Hypatia bundan yaklaşık 1650 yıl önce Mısır’da yaşamış bir filozof, matematikçi ve astronomdu. Ve bir kadındı. Kendi döneminde belli kesimlerce bilimde ve felsefede yok sayılan, görmezden gelinen kadınlardan biriydi.
İskenderiye’de Yunan asıllı bir ailenin kızı olarak dünyaya geldi. Babası saygın bir matematikçi ve astronom olan İskenderiyeli Theon’dur. Çocukluğunun geçtiği ev filozoflar, matematikçiler, astronomlar ile dolar taşardı. O evde Thales, Pisagor, Arşimet’in teoremleri, Platon’un idealar ve Aristo’nun varlık felsefeleri tartışılırdı. Hypatia çocukluğundan itibaren felsefeyle, bilimle ilgiliydi. Matematik konusunda da çok yetenekliydi. İskenderiye’deki ön eğitiminin ardından o dönemde dünyanın en iyi üniversitesi olan Atina Üniversitesi’ne gönderildi.
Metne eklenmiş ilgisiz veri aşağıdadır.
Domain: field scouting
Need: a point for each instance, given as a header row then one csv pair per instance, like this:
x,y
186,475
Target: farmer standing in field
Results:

Ardından İskenderiye’ye dönerek Büyük İskenderiye Kütüphanesi bünyesinde kurulan Neoplatonist Felsefe Okulu’nda matematik ve astronomi üzerine çalıştı, dersler verdi. Evreni, yıldızları gözlemledi; hesaplar yaptı; buluşlar ortaya çıkardı. Dünyanın en büyük, en saygın ikinci okulunun ve kütüphanesinin yöneticisi oldu.
İskenderiye Valisi Orestes ile İskenderiye piskoposu Cyril arasında anlaşmazlıklara sebebiyet verdiği ve politik işlere karıştığı gerekçesi ile 415 yılında kıpti Hristiyan bir çete tarafından “Cehennem ateşinde yakalım bu ahlaksız cadıyı” bağırışları arasında sokaklarda sürüklenerek ve taşlanarak öldürüldü.
Hyaptia’nın hikayesini ve son anlarının tasvir edildiği öyküyü Mutlu Günay’ın “Başlangıç: Yarı Hayal Yarı Gerçek” adlı kitabında okumuştum. “Ölümüm ile İskenderiye’de yaratılan korku iklimi amacına ulaşmıştı. Filozoflar, astronomlar, matematikçiler endişeye kapılarak yüzlerce yıldır eğitimin, bilginin beşiği olan İskenderiye’yi terk etmeye başladılar. Bilgiye ulaşma çabası her ne kadar karanlığa itilmeye çalışılsa da merak ve öğrenme arzusu kalamaz karanlığın derinliklerinde çok uzun süre ve elbet bir gün çıkar aydınlığa daha güçlü bir şekilde…” diyordu Hypatia öyküde. Neden öldürüldüğünü ise “Atanmış vali ve atanmış patrik arasında yetki karmaşası oluyordu. Bu yeni siyasetin uygulanabilmesi için düşünmeyen cahil insanlara ihtiyaç vardı. Cehalete ve sorgulamayan beyinlere en büyük engel ise İskenderiye Neoplatonist Felsefe Okuluydu. Ve ben onun kadın yöneticisiydim” diye anlatıyordu.
Dün Dünya Kadınlar günüydü. Birleşmiş Milletler her yıl dünya kadınlar günü için bir tema açıklar. Bu yılın teması ise “DigitALL: Toplumsal cinsiyet eşitliği için yenilik ve teknoloji” olarak belirlenmişti. Dünkü etkinliklerde toplumsal cinsiyet eşitliğini sağlamak ve tüm kadın ve kız çocuklarının güçlendirilmek için dijital çağda yenilik ve teknolojik değişim ve eğitime vurgu yapıldı. Dijital cinsiyet uçurumuna dikkat çekildi.
Bu kapsamda kadınların bilim, teknoloji, mühendislik ve matematik alanında desteklenmesine yönelik projeleri çok değerli buluyorum. “Türkiye’nin Mühendis Kızları” projesine liderlik eden Ebru Özdemir’in dediği gibi bu tür projeler ve “Gelecekte bizlere liderlik edebilecek kapasiteye sahip kadın mühendis adaylarına umut olacak, ülkemizin geleceğine yön verecek, doğru tabiriyle ‘cam tavanları kıracak’ kadın liderleri ortaya çıkaracaktır.”
Kadınlar ekonomide dönüştürücü güce sahipler. Kadın istihdamına önem veren şirketler daha başarılılar, daha fazla katma değer yaratıyorlar. Kadınların hem istihdamdaki hem de yönetimdeki ağırlığını artıran şirketler daha da güçleniyorlar.
Sürdürülebilir bir yarın için şirketlerin aksiyon alma zamanıdır.